Migraine is a neurological disorder characterized by recurrent headaches of moderate to severe pain intensity and is a leading cause of long-term disability. In clinical studies of medications used to prevent migraine, an end point used by researchers is the mean change in monthly migraine days (MMD) for the entire study population; however, this end point may not show the effects of preventive treatment on clinically important outcomes, such as health-related quality of life (QOL). Also, the frequency, duration, and severity of migraine headaches vary both from patient to patient and within the same patient, and taking into account this variability is important when modeling the effectiveness and cost-effectiveness of preventive treatment. In addition, the average outcome for a group of patients may not be representative of the outcome for a patient with average MMD. Thus, there is a need for an alternate model to evaluate the change in mean MMD for the full study population, as well as the distribution of individual patients falling into a specific MMD frequency classification at later time points.1
Health economic data are used by reimbursing agencies when evaluating medications; however, these data are frequently derived from short-term clinical studies. Modeling may be useful to evaluate outcomes over a longer time horizon. Previous research has used the Poisson and negative binomial approaches to model MMD frequency. While the Poisson distribution may provide an acceptable model for mean migraine frequency across a group of patients, it may be inadequate for modeling migraine data in an individual patient. The negative binomial approach provides a better match for data from patients with migraine because it takes into account inter- and intrapatient variability, and the beta-binomial approach may provide additional advantages in this patient population due to differences in the way outcomes are classified.1
Erenumab, which is indicated for the prevention of migraine in adults, is a human monoclonal antibody that targets and antagonizes the calcitonin gene—related peptide receptor.2 Using data from 2 clinical studies of erenumab, researchers evaluated how well the Poisson, negative binomial, and beta-binomial approaches modeled changes in MMD frequency and how well the estimated distributions based on these models matched the actual distributions from the studies of erenumab.1
Compared with the Poisson approach, the MMD distributions derived from the negative binomial and beta-binomial approaches were a closer match to the actual data from the clinical studies of erenumab.1
There can be considerable variability both among patients and within the same patient in the frequency, duration, and severity of migraine attacks.
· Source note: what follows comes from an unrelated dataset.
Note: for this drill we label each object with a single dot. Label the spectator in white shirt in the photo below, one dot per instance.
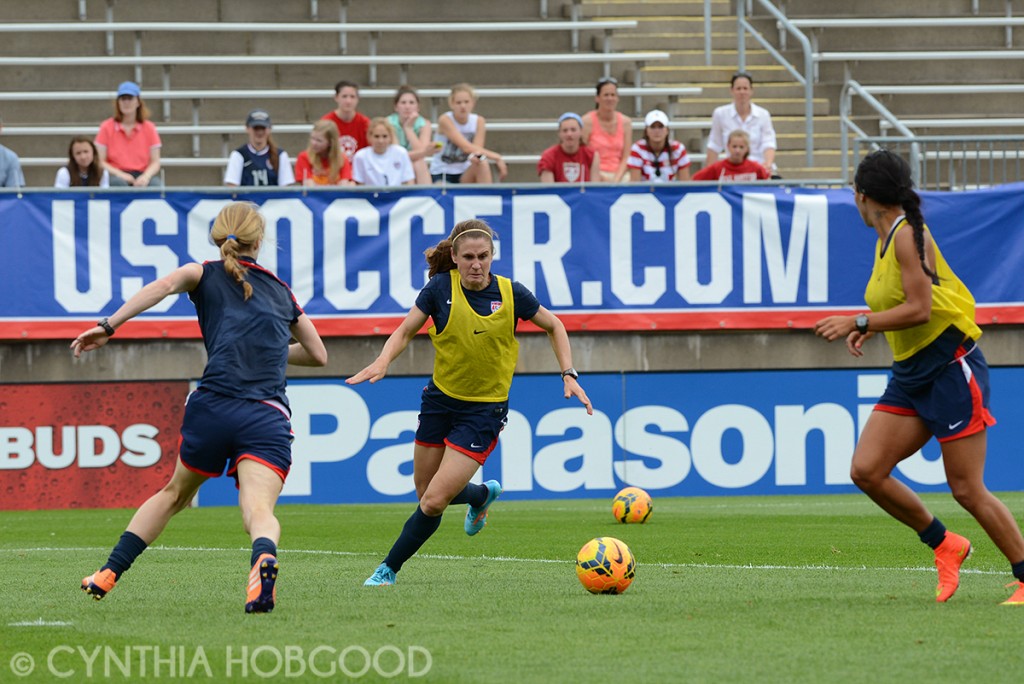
(744, 115)
(384, 162)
The negative binomial and beta-binomial approaches provide a good fit for these types of data, as they better account for variability in the data. In addition, these approaches allow modeling of the patient distribution by MMD frequency, which in turn permits outcomes such as use of pain medication or health-related QOL to be calculated and linked with migraine frequency.1
These modeling approaches can also be used to extrapolate long-term outcomes data based on short-term data from clinical trials. Study authors noted that there is a level of uncertainty associated with extrapolation of outcomes, as a patient’s clinical course can be unpredictable, and that further research is needed in this area because this is a relatively new approach.1
The use of negative binomial and beta-binomial approaches to estimate MMD frequency is statistically valid. Furthermore, these approaches may be used to generate data for the evaluation of medications for migraine prevention.1
1. Di Tanna GL, Porter JK, Lipton RB, et al. Migraine day frequency in migraine prevention: longitudinal modelling approaches. BMC Med Res Methodol. 2019;19(1):20. doi: 10.1186/s12874-019-0664-5.
2. Aimovig [prescribing information]. Thousand Oaks, CA: Amgen, Inc; 2018. www.pi.amgen.com/~/media/amgen/repositorysites/pi-amgen-com/aimovig/aimovig_pi_hcp_english.ashx. Accessed March 1, 2019.